2013-10-23 Thread Kristján Valur Jónsson

This might be a good place to make some comments.
I have discussed some of this in private with Victor, but wanted to make them 
here, for the record.

Mainly, I agree with removing code.  I'd like to go further, since in my 
experience, the less code in C, the better.

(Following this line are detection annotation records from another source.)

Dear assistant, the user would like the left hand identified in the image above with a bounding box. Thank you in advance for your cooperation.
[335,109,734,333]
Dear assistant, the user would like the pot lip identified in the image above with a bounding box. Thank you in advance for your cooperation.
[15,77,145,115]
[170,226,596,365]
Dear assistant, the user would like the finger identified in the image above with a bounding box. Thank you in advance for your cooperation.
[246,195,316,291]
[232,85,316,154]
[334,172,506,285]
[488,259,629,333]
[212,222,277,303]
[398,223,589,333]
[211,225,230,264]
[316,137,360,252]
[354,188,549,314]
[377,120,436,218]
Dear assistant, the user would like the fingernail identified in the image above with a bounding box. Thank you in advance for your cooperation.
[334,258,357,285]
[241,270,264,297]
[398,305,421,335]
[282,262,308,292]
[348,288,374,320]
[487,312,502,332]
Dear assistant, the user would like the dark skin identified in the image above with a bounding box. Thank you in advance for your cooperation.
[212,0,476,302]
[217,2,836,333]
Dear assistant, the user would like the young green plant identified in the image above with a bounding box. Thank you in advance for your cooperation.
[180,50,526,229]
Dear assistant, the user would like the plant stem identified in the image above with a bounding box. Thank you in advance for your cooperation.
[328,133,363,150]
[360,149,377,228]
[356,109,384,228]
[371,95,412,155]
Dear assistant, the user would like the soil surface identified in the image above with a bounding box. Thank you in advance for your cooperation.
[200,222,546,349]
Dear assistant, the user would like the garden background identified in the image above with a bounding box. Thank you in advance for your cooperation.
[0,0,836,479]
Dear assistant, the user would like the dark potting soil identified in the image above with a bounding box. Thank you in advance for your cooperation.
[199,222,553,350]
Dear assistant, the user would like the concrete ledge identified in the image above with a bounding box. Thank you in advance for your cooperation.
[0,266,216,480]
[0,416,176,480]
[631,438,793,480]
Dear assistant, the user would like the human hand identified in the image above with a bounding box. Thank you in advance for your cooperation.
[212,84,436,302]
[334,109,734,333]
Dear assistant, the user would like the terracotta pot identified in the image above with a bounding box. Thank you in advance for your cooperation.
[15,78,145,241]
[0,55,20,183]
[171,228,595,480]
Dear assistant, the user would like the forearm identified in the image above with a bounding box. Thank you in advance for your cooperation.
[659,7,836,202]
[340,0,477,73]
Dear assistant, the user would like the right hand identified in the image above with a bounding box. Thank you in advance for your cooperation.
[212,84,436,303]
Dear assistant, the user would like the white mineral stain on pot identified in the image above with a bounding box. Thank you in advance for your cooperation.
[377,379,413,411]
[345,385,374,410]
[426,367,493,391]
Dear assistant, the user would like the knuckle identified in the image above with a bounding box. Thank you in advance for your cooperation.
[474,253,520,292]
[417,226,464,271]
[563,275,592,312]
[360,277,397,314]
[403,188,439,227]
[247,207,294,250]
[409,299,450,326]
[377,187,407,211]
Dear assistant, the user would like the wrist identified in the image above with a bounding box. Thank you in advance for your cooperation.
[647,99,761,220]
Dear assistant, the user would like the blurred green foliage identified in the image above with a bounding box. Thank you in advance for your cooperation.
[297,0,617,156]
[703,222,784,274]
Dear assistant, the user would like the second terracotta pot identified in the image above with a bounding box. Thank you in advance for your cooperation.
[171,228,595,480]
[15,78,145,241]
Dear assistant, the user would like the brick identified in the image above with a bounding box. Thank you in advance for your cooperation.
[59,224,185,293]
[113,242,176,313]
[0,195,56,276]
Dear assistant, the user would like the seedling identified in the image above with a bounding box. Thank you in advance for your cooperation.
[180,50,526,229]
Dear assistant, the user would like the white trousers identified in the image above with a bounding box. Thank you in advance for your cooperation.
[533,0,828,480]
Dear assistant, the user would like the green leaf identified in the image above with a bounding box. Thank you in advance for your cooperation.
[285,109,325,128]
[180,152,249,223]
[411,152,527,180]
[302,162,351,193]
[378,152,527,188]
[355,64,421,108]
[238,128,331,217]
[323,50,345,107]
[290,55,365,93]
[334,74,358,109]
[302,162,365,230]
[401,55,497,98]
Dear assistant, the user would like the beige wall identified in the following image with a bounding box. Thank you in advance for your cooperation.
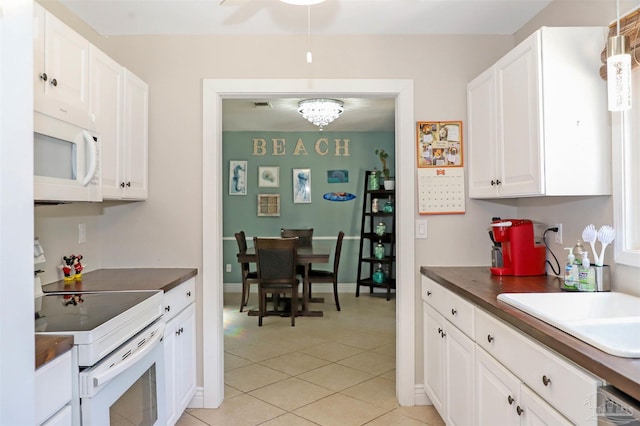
[36,0,633,396]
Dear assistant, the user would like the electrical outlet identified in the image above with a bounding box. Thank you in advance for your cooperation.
[553,223,562,244]
[416,219,427,240]
[78,223,87,244]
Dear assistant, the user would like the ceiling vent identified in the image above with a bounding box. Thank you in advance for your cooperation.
[253,101,271,109]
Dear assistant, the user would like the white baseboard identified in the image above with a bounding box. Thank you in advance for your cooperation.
[414,384,433,405]
[222,283,356,294]
[187,387,204,408]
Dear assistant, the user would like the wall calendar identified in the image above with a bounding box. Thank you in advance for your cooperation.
[416,121,465,215]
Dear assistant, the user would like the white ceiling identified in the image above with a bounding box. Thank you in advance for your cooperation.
[60,0,552,35]
[59,0,552,131]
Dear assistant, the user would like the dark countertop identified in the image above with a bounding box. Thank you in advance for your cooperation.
[36,268,198,369]
[42,268,198,293]
[420,266,640,400]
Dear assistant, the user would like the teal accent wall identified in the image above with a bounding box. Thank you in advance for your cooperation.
[225,131,395,283]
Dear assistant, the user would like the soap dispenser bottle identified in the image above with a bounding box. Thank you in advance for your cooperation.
[578,251,596,291]
[564,247,578,290]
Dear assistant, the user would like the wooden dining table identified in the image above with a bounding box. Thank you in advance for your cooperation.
[237,244,331,317]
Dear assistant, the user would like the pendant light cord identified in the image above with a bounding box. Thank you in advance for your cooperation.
[307,6,312,63]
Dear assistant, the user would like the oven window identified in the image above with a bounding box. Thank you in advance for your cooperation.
[109,363,158,426]
[33,133,77,180]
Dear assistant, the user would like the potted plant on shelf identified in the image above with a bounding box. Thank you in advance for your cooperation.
[375,149,396,191]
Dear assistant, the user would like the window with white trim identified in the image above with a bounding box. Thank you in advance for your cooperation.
[611,69,640,267]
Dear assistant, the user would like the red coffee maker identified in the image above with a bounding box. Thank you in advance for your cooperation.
[491,219,546,277]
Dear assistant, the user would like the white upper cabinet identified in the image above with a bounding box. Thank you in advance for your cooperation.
[120,70,149,200]
[467,27,611,198]
[33,3,93,129]
[91,46,149,200]
[90,46,124,198]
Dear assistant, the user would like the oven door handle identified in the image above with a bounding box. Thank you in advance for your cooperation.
[91,323,164,388]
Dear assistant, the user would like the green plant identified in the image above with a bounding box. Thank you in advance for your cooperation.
[375,149,389,179]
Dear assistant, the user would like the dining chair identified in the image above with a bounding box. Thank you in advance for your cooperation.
[309,231,344,310]
[253,237,300,327]
[280,228,313,278]
[235,231,258,312]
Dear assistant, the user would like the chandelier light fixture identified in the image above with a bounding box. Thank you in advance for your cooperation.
[298,98,344,131]
[607,0,631,111]
[280,0,325,6]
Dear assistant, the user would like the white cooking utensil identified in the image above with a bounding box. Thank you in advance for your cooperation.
[582,224,598,262]
[595,225,616,266]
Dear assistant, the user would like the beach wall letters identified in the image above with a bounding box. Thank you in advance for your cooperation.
[251,138,349,157]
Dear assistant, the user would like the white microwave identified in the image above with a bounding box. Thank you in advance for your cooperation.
[33,112,102,202]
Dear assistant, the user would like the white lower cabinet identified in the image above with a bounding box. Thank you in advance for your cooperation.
[476,346,571,426]
[35,349,78,426]
[423,280,475,425]
[164,278,196,425]
[422,276,602,426]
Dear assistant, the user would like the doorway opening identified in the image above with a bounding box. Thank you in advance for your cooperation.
[201,80,417,408]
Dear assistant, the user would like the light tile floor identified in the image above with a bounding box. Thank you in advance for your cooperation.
[177,293,444,426]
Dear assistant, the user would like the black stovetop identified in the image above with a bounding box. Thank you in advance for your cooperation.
[35,291,158,333]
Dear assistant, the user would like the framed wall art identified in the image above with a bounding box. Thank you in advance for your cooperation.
[258,166,280,188]
[258,194,280,216]
[293,169,311,203]
[229,160,247,195]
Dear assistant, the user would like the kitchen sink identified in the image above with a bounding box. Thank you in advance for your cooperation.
[498,292,640,358]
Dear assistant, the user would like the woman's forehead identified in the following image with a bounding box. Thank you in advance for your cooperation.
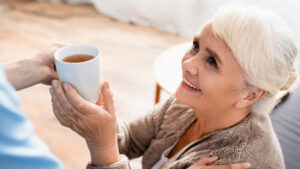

1) really, all that is required in terms of data is the traceback.get_traces() 
function.  Further, it _need_ not return addresses since they are not required 
for analysis.  It is sufficient for it to return a list of (traceback, size, 
count) tuples.   I understand that the get_stats function is useful for quick 
information so it can be kept, although it provides no added information, only 
convenience
2) get_object_address() and get_trace(address) functions seem redundant.  All 
that is required is get_object_traceback(), I think.
3) set_traceback_limit().  Truncating tracebacks is bad.  Particularly if it is 
truncated at the top end of the callstack, because then information looses 
cohesion, namely, the common connection point, the root.  If traceback limits 
are required, I suggest being able to specifiy that we truncate the leaf-end of 
the tracebacks.
4) add_filter().  This is unnecessary. Information can be filtered on the 
python side.  Defining Filter as a C type is not necessary.  Similarly, module 
level filter functions can be dropped.
5) Filter, Snapshot, GroupedStats, Statistics:  These classes, if required, can 
be implemented in a .py module.
6) Snapshot dump/load():  It is unusual to see load and save functions taking 
filenames in a python module, and a module implementing its own file IO.  I 
have suggested simply to add Pickle support.  Alternatively, support file-like 
objects or bytes (loads/dumps)

My experience is that performance and memory use hardly ever matters when you 
are doing diagnostic analysis of a program.  By definition, you are examining 
your program in a lab and you can afford 2 times, or 10 times, the memory use, 
and the slowing down of the program by 2 to 10.  I think it might be premature 
to move all of the statistics and analysis into the PEP and into C, because a) 
it assumes the need to optimize and b) it sets the specification in stone, 
before the module gets the chance to be honed by actual real-world use cases.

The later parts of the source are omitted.